Using each of the antifouling paints adjusted as described above, a test of the degree of wear of the coating film and the adhesion of aquatic organisms was performed in the following manner.

(Degree of Consumption of Coating Film) Each of the antifouling paints of Examples 6 to 15, Comparative Examples 2 to 11, Comparative Examples 12 to 13, and Reference Examples 1 to 4 was applied to a 70 × 150 × 2 mm hard vinyl chloride plate. It was applied with an applicator to a dry film thickness of 200 μm, attached to a rotating drum similar to that used in Example 1, and irradiated with a high-pressure mercury lamp at a water depth of 1 m.
This was rotated at a peripheral speed of 10 knots in seawater, and the consumed film thickness for one month was measured. As a result, as shown in Table 7, the coatings of the antifouling paints of the respective examples are more durable than those of the antifouling paints of the comparative examples, and each of the reference examples including the organotin-containing group and the like has a higher durability.
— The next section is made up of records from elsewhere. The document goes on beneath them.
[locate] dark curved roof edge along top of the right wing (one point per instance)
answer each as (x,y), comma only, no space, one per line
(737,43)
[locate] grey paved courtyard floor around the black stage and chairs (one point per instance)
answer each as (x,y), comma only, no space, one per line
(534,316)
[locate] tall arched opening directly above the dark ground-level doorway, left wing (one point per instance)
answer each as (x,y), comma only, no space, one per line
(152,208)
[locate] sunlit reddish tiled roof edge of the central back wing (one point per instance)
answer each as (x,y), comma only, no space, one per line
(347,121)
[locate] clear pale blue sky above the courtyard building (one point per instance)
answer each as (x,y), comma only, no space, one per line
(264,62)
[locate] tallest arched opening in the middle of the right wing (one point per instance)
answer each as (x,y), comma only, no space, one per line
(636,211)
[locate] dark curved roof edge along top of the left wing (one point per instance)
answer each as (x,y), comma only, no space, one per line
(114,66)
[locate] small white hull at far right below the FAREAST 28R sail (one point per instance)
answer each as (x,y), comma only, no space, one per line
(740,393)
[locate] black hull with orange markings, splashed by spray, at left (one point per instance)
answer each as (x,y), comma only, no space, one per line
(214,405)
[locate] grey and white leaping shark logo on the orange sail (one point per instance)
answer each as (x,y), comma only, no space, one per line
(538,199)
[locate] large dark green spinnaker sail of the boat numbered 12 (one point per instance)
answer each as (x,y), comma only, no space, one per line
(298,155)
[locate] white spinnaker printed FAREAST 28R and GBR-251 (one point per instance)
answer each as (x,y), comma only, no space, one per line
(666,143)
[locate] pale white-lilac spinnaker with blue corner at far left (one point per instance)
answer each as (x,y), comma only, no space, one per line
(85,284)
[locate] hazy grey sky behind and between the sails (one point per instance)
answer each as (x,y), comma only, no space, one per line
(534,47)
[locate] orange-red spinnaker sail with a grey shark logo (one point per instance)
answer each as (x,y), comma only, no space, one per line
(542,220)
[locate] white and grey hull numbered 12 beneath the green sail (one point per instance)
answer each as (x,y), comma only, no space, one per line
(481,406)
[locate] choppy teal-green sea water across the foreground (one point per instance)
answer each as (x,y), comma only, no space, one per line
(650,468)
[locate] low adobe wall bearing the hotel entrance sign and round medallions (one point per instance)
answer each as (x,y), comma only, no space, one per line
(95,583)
It showed the same durability as antifouling paint.
However, the antifouling paint according to the reference example has a high toxicity and has a drawback that it has a bad influence on safety and health, environment, and the like.
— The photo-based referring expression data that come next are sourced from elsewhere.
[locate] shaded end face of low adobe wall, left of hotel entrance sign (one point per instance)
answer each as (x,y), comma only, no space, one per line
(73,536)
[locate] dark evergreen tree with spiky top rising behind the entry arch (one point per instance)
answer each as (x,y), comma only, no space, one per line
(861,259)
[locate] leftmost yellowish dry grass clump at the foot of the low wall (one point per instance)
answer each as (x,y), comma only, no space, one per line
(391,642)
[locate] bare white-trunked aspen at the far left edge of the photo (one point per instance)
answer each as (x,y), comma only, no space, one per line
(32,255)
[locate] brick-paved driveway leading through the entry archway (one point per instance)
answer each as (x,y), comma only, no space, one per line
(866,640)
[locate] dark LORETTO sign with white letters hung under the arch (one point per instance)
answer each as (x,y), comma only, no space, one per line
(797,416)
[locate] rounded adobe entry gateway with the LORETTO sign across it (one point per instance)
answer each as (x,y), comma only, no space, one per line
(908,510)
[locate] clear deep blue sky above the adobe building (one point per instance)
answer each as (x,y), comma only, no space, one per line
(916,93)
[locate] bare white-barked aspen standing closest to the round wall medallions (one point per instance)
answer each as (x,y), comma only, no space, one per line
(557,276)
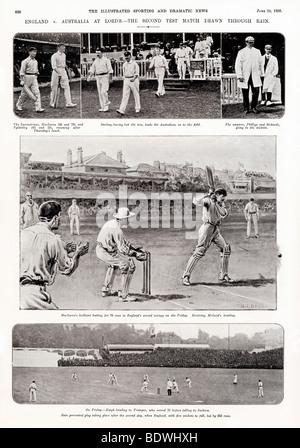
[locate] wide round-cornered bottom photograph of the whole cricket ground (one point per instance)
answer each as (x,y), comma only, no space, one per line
(146,364)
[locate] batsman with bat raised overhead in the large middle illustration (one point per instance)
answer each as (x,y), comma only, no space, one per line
(214,211)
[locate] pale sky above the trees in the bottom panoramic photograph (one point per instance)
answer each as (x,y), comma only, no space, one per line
(186,331)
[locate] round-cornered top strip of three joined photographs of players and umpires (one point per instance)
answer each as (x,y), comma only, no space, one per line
(149,75)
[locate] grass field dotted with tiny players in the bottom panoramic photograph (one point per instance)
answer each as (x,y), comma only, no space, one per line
(209,386)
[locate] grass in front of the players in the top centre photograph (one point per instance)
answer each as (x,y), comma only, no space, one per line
(203,101)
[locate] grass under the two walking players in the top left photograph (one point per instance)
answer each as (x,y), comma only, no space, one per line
(61,112)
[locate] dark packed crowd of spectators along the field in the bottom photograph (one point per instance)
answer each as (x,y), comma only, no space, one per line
(203,358)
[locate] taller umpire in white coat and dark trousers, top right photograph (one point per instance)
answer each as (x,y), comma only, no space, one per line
(248,68)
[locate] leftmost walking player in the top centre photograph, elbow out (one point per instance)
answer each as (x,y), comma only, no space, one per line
(101,68)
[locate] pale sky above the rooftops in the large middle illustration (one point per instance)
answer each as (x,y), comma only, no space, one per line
(223,152)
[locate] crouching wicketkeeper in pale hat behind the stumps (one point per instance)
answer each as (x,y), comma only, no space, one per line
(114,250)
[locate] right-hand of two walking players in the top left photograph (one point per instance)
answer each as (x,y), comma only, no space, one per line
(60,77)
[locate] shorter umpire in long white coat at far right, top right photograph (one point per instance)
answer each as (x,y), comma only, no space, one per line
(270,72)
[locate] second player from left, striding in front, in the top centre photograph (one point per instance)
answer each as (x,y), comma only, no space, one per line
(131,83)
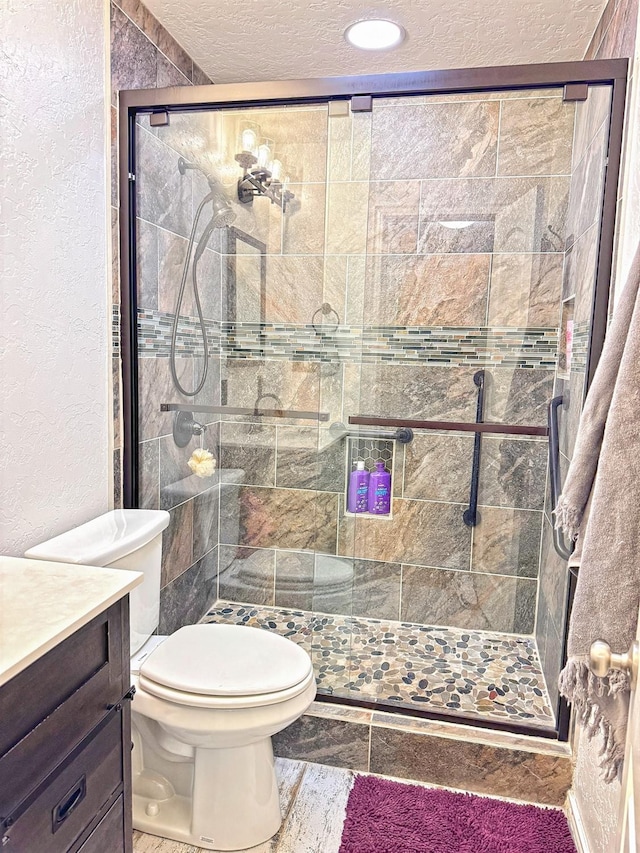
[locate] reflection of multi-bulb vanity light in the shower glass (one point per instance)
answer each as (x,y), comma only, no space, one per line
(262,175)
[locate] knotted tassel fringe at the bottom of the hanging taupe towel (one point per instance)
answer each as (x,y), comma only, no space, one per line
(579,686)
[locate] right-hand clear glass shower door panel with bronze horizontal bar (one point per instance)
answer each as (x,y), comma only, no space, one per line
(458,286)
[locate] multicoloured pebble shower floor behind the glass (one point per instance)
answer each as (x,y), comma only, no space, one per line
(444,670)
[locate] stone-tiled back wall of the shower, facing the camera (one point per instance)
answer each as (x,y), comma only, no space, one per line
(487,295)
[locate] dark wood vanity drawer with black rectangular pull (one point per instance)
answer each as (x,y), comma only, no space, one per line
(72,797)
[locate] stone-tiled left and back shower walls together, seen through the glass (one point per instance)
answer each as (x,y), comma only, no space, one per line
(417,307)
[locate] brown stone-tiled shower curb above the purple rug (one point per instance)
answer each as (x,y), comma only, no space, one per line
(438,753)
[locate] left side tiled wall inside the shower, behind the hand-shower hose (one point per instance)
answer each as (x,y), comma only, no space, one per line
(167,203)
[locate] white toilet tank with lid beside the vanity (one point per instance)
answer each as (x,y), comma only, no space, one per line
(122,539)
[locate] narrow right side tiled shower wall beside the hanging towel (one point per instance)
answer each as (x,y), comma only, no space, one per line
(587,177)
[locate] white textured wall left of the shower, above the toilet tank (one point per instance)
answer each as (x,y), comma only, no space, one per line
(54,457)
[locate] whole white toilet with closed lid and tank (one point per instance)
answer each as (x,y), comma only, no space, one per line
(208,699)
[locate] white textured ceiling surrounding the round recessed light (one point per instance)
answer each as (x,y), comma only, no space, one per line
(284,39)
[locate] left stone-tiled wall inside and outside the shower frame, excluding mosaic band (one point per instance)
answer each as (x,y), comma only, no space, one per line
(144,55)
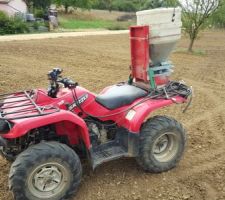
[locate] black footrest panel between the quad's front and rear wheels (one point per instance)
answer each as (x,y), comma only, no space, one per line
(107,152)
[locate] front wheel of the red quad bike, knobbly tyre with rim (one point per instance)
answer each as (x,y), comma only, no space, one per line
(46,171)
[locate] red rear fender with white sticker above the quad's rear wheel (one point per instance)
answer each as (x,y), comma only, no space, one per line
(141,112)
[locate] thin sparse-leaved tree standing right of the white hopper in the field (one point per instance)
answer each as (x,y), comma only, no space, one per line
(195,15)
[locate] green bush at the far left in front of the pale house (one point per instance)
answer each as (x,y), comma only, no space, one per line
(12,25)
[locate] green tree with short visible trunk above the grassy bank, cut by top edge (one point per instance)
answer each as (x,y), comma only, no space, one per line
(74,3)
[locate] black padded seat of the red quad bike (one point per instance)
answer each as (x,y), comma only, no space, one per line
(120,95)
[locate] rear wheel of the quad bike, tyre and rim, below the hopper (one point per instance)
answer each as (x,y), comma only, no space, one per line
(162,143)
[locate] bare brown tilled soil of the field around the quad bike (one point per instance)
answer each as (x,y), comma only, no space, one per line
(98,61)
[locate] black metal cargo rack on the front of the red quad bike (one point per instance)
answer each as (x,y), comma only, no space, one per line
(20,105)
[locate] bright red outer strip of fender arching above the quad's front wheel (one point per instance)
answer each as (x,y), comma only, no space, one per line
(23,126)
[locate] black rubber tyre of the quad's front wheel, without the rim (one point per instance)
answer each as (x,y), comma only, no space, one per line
(36,153)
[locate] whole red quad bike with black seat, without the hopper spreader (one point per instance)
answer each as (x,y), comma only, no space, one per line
(46,132)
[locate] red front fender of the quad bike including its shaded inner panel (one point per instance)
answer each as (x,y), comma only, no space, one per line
(66,123)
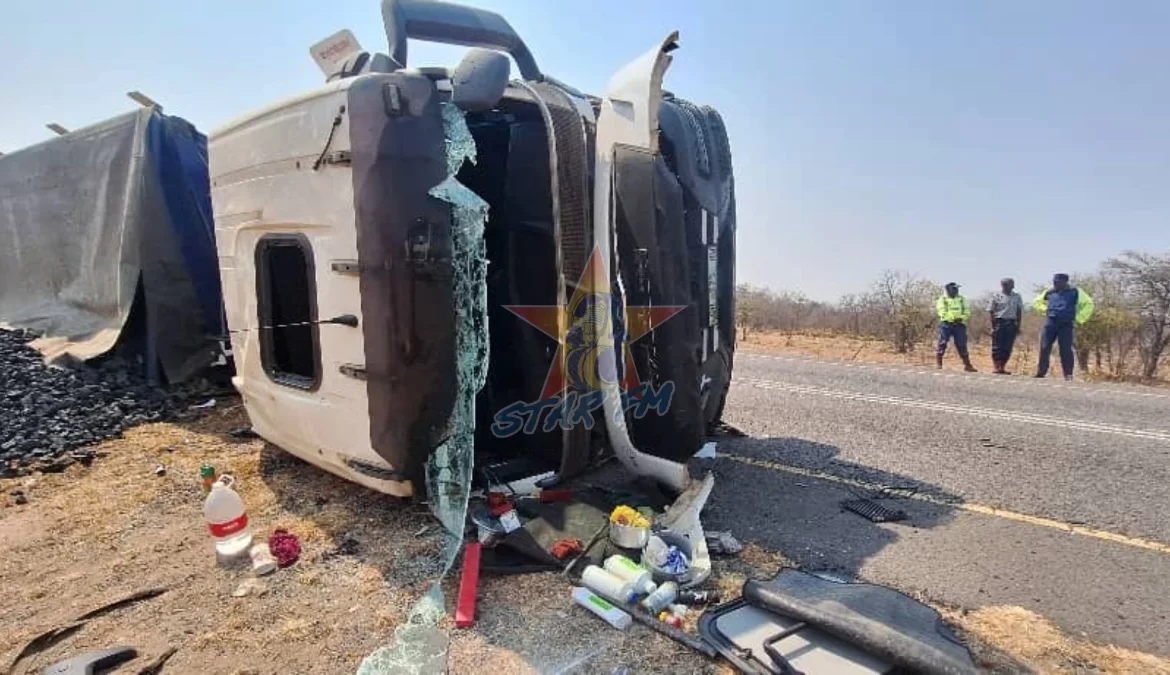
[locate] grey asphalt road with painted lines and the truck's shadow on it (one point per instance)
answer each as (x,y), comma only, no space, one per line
(1043,494)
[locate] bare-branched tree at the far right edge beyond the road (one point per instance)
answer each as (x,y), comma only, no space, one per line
(1147,279)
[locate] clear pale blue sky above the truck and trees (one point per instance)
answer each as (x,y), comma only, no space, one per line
(956,141)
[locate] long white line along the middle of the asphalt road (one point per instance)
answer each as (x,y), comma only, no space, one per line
(992,414)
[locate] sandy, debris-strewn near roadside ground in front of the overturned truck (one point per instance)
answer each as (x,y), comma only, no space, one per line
(92,536)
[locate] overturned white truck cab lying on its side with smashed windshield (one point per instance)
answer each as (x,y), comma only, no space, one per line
(419,261)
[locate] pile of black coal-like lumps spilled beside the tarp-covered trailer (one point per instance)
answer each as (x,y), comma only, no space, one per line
(49,416)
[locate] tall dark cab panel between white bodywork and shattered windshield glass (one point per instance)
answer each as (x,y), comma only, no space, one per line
(405,266)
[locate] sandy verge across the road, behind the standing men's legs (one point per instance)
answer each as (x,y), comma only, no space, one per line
(852,349)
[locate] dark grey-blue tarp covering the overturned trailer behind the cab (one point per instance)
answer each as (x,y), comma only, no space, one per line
(90,218)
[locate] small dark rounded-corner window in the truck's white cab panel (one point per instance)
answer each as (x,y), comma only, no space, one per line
(287,305)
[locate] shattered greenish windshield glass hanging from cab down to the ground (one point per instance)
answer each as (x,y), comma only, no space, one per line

(Adhesiveness of Aquatic Organisms) Each of the antifouling paints of Examples 6 to 15, Comparative Examples 2 to 11, Comparative Examples 12 to 13, and Reference Examples 1 to 4 was measured to have dimensions of 100 × 300 ×.
A 3 mm steel plate was applied with an applicator so that the dry film thickness became 100 μm to prepare a sample. Each of these samples and untreated steel sheet were placed at a depth of 50 cm in the sea off Miyajima off Hiroshima Bay.
Was sunk vertically, and the area ratio of aquatic organisms was checked every six months. As a result, as shown in Table 8, the antifouling paints according to the examples had better antifouling effects than the antifouling paints according to the comparative examples, and the antifouling paints according to Reference Examples 1 and 2 containing an organotin-containing group. It showed the same antifouling effect as the stain paint.

As shown by the results of each test, the antifouling paint of the present invention exhibits stable antifouling properties over a long period of time.

 ────────────────────────────────────────────────── ─── Continuing on the front page (72) Inventor Makoto Tsuboi 1-15-2 Yoshishima Higashi, Naka-ku, Hiroshima City, China Paint Co., Ltd. (72) Inventor Saito Nobuhiro 133 Nishishinmachi, Ota City Toshiba Silicone Co., Ltd. ( 56) References, Special Tables Sho 60-500452 (JP, A) "Introduction to Physical Properties of Coatings", Kenji Ueki, January 10, 1972, published by Riko Publishing Co., Ltd., p. 4, p. 125, p. 125-126. Pages 169 to 170

Claims (4)

(57) [Claims] (A) (a) a general formula CH ₂ CRCR ¹ CO ₂ SiR ² R ³ R ⁴ (wherein R ¹ represents a hydrogen atom or a methyl group, and R ² , R ³ ,
R ⁴ represents an alkyl group having 1 to 18 carbon atoms, a cycloalkyl group, or a phenyl group. And (b) at least one organic monomer selected from the group consisting of (meth) acrylic and vinyl-based compounds and containing no silicon atom. An antifouling paint comprising a silicon-containing copolymer of 50 to 190 and (B) a benzophenone or a benzotriazole. 2. The antifouling paint according to claim 1, wherein at least one of R ² , R ³ and R ⁴ is an alkyl group having 4 or more carbon atoms, a cycloalkyl group or a phenyl group. 3. The antifouling paint according to claim ² , wherein ^two of R ² , R ³ and R ⁴ are methyl groups and the remaining one is an alkyl group having 6 or more carbon atoms. 4. The antifouling composition according to claim 1, wherein the amount of the silicon-containing (meth) acrylate in the copolymer monomer is 10 to 95% by weight. paint.